By my training, only after the ANOVA shows an effect of factor X, the direction of the effect is checked with t-Tests (as the ANOVA already assumes normality).

What is clear from the numbers in the supplemental data is that 90 separate t-Tests were performed to test for the significance of individual pairs of synapse per IHC counts (5 frequencies x 6 genotype combinations x 3 time points). It is necessary to clarify how the relevant correction factor becomes 6 and not 90.

The authors implicitly report an effect of time at P7 we see this, at P28, we see this. Hence an omnibus ANOVA (freq x genotype x time) would have to show an interaction of time and genotype.
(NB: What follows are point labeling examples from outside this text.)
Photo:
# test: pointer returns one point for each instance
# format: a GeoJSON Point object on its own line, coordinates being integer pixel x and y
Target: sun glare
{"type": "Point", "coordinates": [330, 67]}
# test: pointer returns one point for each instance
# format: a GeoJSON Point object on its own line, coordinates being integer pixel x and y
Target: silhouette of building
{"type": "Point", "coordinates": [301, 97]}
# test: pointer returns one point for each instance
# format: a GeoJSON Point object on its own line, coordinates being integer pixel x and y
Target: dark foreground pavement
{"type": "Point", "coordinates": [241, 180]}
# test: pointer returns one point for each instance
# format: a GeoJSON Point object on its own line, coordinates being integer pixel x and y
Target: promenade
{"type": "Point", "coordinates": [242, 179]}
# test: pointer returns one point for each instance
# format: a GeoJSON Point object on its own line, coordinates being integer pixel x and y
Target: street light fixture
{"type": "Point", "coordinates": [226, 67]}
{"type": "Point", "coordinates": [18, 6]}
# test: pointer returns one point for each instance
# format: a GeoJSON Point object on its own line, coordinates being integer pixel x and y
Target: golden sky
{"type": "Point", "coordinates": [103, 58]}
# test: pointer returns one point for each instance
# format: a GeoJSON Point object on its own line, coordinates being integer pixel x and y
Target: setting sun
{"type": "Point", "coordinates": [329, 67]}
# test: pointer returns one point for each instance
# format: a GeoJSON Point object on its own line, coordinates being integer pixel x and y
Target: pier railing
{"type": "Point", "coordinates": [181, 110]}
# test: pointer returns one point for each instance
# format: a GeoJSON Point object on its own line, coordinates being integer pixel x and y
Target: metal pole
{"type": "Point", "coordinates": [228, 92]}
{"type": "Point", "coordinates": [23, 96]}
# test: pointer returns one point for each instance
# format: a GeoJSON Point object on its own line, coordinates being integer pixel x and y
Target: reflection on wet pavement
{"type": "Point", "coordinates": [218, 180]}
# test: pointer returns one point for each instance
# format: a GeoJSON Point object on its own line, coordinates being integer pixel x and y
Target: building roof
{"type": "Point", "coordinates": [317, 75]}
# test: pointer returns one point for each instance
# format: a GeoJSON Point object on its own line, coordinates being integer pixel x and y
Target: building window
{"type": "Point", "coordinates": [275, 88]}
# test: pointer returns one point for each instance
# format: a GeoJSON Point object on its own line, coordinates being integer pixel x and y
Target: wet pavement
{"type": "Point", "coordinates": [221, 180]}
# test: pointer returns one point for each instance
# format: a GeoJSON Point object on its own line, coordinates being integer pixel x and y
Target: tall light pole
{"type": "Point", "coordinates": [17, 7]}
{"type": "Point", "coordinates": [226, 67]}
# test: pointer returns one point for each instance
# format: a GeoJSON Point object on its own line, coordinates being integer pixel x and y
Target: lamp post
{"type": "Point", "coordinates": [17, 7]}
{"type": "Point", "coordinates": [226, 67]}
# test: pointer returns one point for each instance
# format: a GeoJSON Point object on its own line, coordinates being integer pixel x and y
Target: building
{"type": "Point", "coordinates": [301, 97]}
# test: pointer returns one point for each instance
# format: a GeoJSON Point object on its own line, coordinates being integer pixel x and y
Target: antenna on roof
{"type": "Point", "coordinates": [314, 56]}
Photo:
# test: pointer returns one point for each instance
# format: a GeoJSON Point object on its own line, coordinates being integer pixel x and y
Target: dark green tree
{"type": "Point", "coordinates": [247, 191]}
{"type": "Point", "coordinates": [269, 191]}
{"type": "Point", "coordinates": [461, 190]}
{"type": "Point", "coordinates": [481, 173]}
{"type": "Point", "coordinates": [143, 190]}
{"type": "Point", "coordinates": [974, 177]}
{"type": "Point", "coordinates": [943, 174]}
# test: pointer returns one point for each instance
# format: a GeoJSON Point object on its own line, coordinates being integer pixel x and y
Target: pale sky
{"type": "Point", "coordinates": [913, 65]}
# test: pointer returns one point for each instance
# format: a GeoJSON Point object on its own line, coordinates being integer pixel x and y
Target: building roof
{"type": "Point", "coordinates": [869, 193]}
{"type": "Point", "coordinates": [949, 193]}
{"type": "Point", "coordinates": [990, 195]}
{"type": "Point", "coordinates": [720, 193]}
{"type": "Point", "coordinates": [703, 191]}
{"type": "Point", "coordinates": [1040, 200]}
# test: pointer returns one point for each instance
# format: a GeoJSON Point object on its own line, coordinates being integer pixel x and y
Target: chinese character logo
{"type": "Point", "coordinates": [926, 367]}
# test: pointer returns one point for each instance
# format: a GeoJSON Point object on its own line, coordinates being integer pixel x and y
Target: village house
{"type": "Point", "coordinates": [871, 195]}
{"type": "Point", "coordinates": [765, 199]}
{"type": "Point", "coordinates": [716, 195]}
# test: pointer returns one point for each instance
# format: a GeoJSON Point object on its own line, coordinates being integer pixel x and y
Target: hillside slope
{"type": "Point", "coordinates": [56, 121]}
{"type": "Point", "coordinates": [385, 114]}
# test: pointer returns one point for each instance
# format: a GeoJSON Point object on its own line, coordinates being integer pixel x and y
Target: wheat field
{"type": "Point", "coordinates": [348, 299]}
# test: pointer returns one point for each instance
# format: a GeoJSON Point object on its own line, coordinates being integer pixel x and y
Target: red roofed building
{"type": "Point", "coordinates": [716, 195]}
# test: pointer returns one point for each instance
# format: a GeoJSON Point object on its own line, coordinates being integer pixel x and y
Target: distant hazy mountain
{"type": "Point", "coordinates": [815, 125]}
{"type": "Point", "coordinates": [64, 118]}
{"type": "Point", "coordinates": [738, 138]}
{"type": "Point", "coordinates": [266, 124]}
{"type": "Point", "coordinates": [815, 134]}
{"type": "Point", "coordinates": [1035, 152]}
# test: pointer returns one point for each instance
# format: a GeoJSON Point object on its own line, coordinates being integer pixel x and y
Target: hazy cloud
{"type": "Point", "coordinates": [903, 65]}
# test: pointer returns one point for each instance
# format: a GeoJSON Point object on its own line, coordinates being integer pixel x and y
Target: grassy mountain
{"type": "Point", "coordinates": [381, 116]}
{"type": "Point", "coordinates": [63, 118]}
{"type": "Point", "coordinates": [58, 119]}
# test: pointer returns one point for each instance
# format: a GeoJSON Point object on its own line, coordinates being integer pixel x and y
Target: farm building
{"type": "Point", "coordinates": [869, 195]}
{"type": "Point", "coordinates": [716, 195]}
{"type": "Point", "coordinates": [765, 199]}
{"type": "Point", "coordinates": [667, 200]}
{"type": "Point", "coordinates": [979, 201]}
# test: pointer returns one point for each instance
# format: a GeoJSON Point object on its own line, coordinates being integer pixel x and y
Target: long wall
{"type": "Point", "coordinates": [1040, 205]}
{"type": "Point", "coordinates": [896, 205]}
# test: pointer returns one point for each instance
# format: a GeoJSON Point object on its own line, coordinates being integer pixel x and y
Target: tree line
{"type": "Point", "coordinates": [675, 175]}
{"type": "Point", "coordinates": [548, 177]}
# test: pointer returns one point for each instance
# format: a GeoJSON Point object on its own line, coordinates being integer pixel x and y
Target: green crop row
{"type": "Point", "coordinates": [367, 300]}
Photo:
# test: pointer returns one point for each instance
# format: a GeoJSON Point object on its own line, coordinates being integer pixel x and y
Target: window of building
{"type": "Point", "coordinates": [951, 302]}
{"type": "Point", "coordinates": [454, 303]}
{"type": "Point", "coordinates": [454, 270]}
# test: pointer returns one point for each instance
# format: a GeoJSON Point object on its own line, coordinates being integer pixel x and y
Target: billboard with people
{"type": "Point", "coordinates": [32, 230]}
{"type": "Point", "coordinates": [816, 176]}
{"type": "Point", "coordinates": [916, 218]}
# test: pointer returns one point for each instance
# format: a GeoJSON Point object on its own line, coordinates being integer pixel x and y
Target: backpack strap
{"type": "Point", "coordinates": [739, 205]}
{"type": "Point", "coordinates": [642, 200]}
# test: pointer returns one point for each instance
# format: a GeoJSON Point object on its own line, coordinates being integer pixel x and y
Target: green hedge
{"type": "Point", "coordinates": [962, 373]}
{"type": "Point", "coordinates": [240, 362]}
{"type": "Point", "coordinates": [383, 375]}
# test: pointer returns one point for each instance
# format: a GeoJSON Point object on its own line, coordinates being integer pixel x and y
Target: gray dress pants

As a side-note: Once more it is unclear how the comparisons are "paired" (line 583). In my reading, 4 values from wt are compared to 4 values from the double KO at the same position of the basilar membrane from animals of the same age. That does not make those comparisons "paired". Truly 'paired' are comparisons of data from the same basilar membrane, i.e. counts at 8, 11.3, 16, … kHz. However, it seems the effect of frequency was not tested (which I presume leads to missing the Tmc2 KO vs wt x Frequency interaction).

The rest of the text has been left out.